The TJs ventured out to Ridge Hill over the weekend, checking out the funky bronze bug sculpture playground, noshing at the Yard House, and navigating a fairly tricky parking garage and labyrinthine exit.
Ridge Hill is a lifestyle center, in modern parlance–an outdoor mall featuring some upscale retailers, a handful of restaurants, the aforementioned playground and a performance stage.
Ridge Hill has been woefully undermarketed. The Missus, who converses with the moms of Westchester most every day, had not heard of it until I mentioned it.
And I only knew of it because of the numerous news stories on News 12, about how it was greenlighted on the back of a corrupt Yonkers councilwoman.
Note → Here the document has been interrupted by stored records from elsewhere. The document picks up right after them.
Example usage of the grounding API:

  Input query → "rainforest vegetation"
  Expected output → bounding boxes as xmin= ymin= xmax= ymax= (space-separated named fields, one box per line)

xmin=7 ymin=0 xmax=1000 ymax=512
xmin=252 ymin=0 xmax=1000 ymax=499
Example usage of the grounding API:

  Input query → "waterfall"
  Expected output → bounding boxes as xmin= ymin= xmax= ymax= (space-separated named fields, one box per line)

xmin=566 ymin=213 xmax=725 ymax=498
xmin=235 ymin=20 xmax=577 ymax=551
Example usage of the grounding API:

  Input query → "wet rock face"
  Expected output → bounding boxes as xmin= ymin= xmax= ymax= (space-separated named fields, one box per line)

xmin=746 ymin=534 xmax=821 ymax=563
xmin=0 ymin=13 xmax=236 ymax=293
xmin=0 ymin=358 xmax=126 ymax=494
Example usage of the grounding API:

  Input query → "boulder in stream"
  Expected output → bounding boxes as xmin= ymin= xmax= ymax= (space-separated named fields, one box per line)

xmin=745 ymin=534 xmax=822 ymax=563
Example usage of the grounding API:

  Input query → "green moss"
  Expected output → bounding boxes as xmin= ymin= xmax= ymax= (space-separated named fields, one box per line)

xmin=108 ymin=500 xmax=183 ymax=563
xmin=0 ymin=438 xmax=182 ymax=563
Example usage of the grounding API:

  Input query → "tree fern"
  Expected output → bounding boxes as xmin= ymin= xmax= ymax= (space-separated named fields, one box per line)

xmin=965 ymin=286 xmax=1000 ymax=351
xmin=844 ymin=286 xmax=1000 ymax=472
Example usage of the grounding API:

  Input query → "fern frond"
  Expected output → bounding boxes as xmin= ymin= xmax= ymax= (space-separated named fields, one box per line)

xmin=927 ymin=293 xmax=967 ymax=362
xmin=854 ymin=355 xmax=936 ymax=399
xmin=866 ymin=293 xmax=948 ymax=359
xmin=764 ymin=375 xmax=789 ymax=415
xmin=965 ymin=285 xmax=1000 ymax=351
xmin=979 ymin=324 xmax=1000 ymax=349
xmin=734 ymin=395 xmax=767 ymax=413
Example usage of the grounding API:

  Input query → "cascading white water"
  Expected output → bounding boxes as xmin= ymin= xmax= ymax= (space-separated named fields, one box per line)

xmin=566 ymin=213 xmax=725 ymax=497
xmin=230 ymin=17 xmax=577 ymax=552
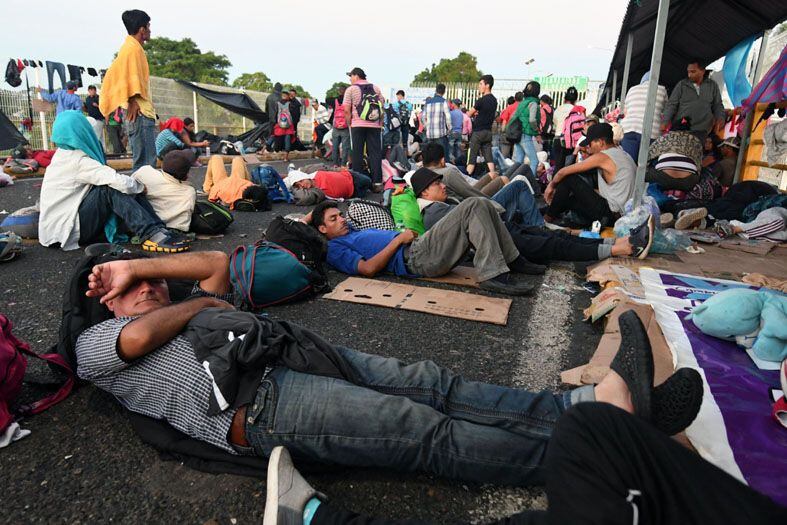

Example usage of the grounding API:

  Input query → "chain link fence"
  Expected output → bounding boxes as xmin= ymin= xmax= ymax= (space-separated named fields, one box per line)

xmin=0 ymin=77 xmax=314 ymax=155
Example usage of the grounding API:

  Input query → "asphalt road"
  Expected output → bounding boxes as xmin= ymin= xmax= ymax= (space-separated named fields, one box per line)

xmin=0 ymin=162 xmax=601 ymax=523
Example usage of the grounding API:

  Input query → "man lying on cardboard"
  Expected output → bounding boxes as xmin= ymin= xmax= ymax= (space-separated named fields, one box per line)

xmin=75 ymin=252 xmax=702 ymax=485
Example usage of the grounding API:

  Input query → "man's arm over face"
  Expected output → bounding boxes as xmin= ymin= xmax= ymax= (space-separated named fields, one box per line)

xmin=117 ymin=297 xmax=232 ymax=361
xmin=87 ymin=251 xmax=230 ymax=304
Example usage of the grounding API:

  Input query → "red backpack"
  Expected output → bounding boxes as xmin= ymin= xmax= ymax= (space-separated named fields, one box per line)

xmin=333 ymin=99 xmax=347 ymax=129
xmin=562 ymin=106 xmax=585 ymax=149
xmin=0 ymin=314 xmax=74 ymax=433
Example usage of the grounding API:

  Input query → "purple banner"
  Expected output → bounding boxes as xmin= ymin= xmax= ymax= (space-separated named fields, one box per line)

xmin=676 ymin=312 xmax=787 ymax=505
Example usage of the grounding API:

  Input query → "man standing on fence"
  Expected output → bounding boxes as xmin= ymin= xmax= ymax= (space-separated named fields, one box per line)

xmin=99 ymin=9 xmax=156 ymax=170
xmin=423 ymin=84 xmax=451 ymax=157
xmin=467 ymin=75 xmax=497 ymax=175
xmin=343 ymin=67 xmax=385 ymax=193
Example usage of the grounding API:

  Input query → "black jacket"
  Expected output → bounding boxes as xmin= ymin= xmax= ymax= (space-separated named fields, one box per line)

xmin=183 ymin=308 xmax=356 ymax=415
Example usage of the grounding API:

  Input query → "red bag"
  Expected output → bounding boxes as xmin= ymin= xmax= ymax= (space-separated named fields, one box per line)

xmin=0 ymin=314 xmax=74 ymax=432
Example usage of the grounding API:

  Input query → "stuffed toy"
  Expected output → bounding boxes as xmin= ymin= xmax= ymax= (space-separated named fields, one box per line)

xmin=689 ymin=288 xmax=787 ymax=362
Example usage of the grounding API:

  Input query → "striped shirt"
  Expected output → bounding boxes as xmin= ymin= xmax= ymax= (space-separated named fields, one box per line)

xmin=342 ymin=80 xmax=385 ymax=128
xmin=76 ymin=286 xmax=237 ymax=454
xmin=620 ymin=82 xmax=667 ymax=139
xmin=422 ymin=95 xmax=451 ymax=139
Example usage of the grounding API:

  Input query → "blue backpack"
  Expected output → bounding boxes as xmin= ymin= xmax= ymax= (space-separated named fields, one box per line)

xmin=230 ymin=241 xmax=321 ymax=310
xmin=251 ymin=164 xmax=295 ymax=204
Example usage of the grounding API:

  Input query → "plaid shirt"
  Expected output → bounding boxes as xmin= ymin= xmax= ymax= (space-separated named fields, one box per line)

xmin=422 ymin=95 xmax=451 ymax=139
xmin=76 ymin=286 xmax=237 ymax=454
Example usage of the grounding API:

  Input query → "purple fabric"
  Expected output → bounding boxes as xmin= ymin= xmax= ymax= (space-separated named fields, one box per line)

xmin=659 ymin=272 xmax=787 ymax=505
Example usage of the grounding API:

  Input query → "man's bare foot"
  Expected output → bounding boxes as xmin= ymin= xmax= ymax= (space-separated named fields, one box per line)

xmin=595 ymin=370 xmax=634 ymax=414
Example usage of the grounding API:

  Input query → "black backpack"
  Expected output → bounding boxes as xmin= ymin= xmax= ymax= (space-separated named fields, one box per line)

xmin=5 ymin=58 xmax=22 ymax=87
xmin=505 ymin=117 xmax=522 ymax=144
xmin=264 ymin=215 xmax=331 ymax=293
xmin=191 ymin=200 xmax=235 ymax=235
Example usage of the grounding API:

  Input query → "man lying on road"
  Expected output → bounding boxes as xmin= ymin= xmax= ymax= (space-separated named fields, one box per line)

xmin=76 ymin=252 xmax=702 ymax=485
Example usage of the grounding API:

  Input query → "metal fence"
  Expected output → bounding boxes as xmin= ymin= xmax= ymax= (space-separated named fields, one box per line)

xmin=0 ymin=77 xmax=314 ymax=154
xmin=407 ymin=77 xmax=602 ymax=110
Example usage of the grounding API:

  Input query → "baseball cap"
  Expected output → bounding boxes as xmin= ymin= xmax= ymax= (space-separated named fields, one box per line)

xmin=410 ymin=168 xmax=443 ymax=197
xmin=347 ymin=67 xmax=366 ymax=78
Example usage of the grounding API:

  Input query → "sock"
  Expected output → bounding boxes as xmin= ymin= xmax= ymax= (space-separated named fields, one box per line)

xmin=303 ymin=498 xmax=321 ymax=525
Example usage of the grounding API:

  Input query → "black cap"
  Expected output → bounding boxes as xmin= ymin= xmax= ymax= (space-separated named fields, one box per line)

xmin=587 ymin=122 xmax=612 ymax=144
xmin=410 ymin=168 xmax=443 ymax=197
xmin=347 ymin=67 xmax=366 ymax=80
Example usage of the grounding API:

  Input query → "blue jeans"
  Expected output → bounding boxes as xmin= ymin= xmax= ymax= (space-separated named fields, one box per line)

xmin=246 ymin=347 xmax=594 ymax=485
xmin=126 ymin=113 xmax=156 ymax=170
xmin=514 ymin=133 xmax=538 ymax=173
xmin=350 ymin=170 xmax=372 ymax=199
xmin=492 ymin=180 xmax=544 ymax=226
xmin=426 ymin=135 xmax=448 ymax=159
xmin=79 ymin=186 xmax=165 ymax=244
xmin=446 ymin=131 xmax=462 ymax=164
xmin=620 ymin=131 xmax=642 ymax=160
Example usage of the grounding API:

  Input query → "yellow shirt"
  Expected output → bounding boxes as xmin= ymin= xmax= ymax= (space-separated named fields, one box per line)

xmin=99 ymin=35 xmax=156 ymax=119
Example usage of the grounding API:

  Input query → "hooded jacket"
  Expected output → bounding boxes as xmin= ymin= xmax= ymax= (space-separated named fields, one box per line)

xmin=183 ymin=308 xmax=357 ymax=415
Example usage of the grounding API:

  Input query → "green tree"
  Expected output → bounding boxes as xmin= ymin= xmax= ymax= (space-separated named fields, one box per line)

xmin=413 ymin=51 xmax=483 ymax=82
xmin=282 ymin=82 xmax=312 ymax=98
xmin=232 ymin=71 xmax=273 ymax=93
xmin=325 ymin=82 xmax=350 ymax=100
xmin=145 ymin=37 xmax=232 ymax=86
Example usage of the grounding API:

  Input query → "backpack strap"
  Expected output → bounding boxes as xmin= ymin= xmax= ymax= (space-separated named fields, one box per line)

xmin=17 ymin=345 xmax=74 ymax=416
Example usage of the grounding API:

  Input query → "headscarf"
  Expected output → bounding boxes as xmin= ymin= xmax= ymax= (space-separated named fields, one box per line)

xmin=52 ymin=109 xmax=107 ymax=164
xmin=162 ymin=117 xmax=185 ymax=135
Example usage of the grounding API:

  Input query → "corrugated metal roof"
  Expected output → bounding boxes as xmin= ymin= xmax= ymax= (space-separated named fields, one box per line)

xmin=606 ymin=0 xmax=787 ymax=111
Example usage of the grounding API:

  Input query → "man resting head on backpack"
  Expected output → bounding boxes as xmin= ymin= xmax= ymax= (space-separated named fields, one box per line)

xmin=76 ymin=250 xmax=702 ymax=485
xmin=304 ymin=196 xmax=533 ymax=295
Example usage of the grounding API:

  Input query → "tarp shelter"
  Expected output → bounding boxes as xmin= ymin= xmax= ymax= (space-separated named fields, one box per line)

xmin=178 ymin=80 xmax=268 ymax=125
xmin=0 ymin=111 xmax=27 ymax=150
xmin=596 ymin=0 xmax=787 ymax=111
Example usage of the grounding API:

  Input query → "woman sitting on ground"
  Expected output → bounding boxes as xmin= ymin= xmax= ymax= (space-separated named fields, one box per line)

xmin=132 ymin=150 xmax=197 ymax=232
xmin=202 ymin=155 xmax=256 ymax=210
xmin=156 ymin=117 xmax=186 ymax=159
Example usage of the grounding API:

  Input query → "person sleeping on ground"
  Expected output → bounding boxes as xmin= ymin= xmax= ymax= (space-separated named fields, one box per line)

xmin=410 ymin=168 xmax=654 ymax=264
xmin=131 ymin=150 xmax=197 ymax=232
xmin=202 ymin=155 xmax=256 ymax=210
xmin=38 ymin=111 xmax=189 ymax=252
xmin=284 ymin=170 xmax=372 ymax=206
xmin=75 ymin=250 xmax=702 ymax=485
xmin=263 ymin=403 xmax=787 ymax=525
xmin=544 ymin=122 xmax=637 ymax=226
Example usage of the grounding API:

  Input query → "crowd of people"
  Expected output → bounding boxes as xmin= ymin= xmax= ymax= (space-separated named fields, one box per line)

xmin=3 ymin=6 xmax=785 ymax=525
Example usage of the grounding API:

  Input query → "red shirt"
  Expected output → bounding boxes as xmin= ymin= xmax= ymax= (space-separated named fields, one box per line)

xmin=314 ymin=171 xmax=355 ymax=199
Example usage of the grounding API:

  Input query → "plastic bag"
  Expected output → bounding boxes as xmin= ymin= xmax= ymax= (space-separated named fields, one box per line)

xmin=650 ymin=228 xmax=694 ymax=253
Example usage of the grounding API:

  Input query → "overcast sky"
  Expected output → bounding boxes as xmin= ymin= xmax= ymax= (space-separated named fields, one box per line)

xmin=0 ymin=0 xmax=628 ymax=99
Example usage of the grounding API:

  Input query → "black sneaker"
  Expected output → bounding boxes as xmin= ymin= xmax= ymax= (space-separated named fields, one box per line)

xmin=629 ymin=215 xmax=655 ymax=259
xmin=262 ymin=447 xmax=327 ymax=525
xmin=653 ymin=368 xmax=704 ymax=436
xmin=478 ymin=272 xmax=535 ymax=295
xmin=508 ymin=255 xmax=547 ymax=275
xmin=609 ymin=310 xmax=653 ymax=421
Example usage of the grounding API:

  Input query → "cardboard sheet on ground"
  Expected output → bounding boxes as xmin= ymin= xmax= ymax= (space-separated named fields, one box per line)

xmin=640 ymin=268 xmax=787 ymax=505
xmin=323 ymin=277 xmax=511 ymax=325
xmin=420 ymin=266 xmax=478 ymax=288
It’s really not the publicity an $850 million initiative is looking for.
The stage is about 40 feet from the playground. Bernie Williams–yes, that Bernie Williams–is scheduled to play July 16. We happened to catch a lively wedding-style band, doing the likes of Adele and some old R&B, while at the playground, and later caught the headliner–classic rock dude Dave Mason, who made his name in Traffic.
Speaking of Traffic, the playground was a swarm of moppets on Saturday, after the sun finally broke through.
The playground is a work of art, literally–a sculpture from Tom Otterness. The kids loved it. The only problem is, the playground needs to be several times larger. I’m surprised the Ridge Hill principals did not allow for more recreation space, since space isn’t exactly a huge premium when you have a few hundred acres to use. The traffic for climbing up the lone ladder to the bug thingy’s midsection and skull lasted several minutes.
After a romp on the playground, we headed over to the Yard House. It’s a chain that features a giant beer list, and giant beers–a yard is, of course, a three foot beer, though the largest beer we saw was a half yard, and the dad parked in front of it wasn’t working too hard to find the bottom. So extensive is the beer list that there’s a section for Pale Ales, and another for Indian Pale Ales.
One suggestion for the chain: Post the prices next to each beer. With such a large list, surely some of the beers would be quite expensive. We had a 21st Amendment pale ale and were curious about the price (the server did not know, though he did offer to ask); as it turned out, it was a not unfair $6.25, same as The Missus’ house honey blond.
They might add the alcohol level of the beers too, as each table surely features at least one driver.
The service was bad. Missteps included forgetting the bread basket we asked for, neglecting to give us silverware, bringing our party of four just one napkin when it was pointed out that we did not have napkins, bringing a full plate of fries when we asked for an extra plate to put some fries on (that one was an honest mistake), giving Little G the wrong drink that may have, but probably did not have, alcohol in it, and perhaps others that The Missus might remember.
Those aside, the meal was good. We had a very nice banquette table overlooking the keg room–waterfront real estate, in a sense. TVs all over the place showed baseball, tennis, horse racing and whatever other sport was playing around the world.
From there, it was on to the parking lot, which is a claustrophobic experience. We parked in the Archer Avenue lot, and it’s tight–meaning you’re probably climbing three or four levels before finding a spot. Honking was frequent and anxiety was apparent. And as we checked out, we were never informed how much we had paid to park there. Guess we’ll find out when the credit card bill comes.
Also worth noting…the outdoor mall concept is all about walking around al fresco, but crossing the street from the Archer Ave lot to the shopping area and playground was a dangerous nightmare. It’s four lanes of traffic, much of it agitated from the anxiety-inducing parking garages, and a lone guy trying to help pedestrians cross, while also addressing the number of How the hell do I get out of here? questions from motorists. You feel like you’re on your own in crossing, and with kids, it’s scary.
Huge oversight by the planners. A pedestrian will be injured. Soon.
In fact, crossing any street in Ridge Hill felt dangerous. I didn’t see a signal actual crosswalk–a pedestrian lane marked with zebra stripes. I saw lots of would-be walkways featuring two painted lines across the street, but not the type of crosswalk drivers associate with stopping for pedestrians.
But it was an interesting experience. You didn’t really feel like you were in Westchester, much less Yonkers, while there. I thought a few times of an afternoon we spent in Burlington–availing ourselves of the pedestrian plaza in that city, stopping for lunch, for a beer, etc.
And one final note: the name. We’re an editor by trade, with little stomach for redundancies. Think about it…Ridge Hill. Isn’t the Hill implied within the Ridge, or vice versa? You need a hill for a ridge, so I don’t know that both merit a spot in the name.
Oh well. It’s no more a redundancy than Ocean Beach, and that has never slowed tourism in that Fire Island enclave.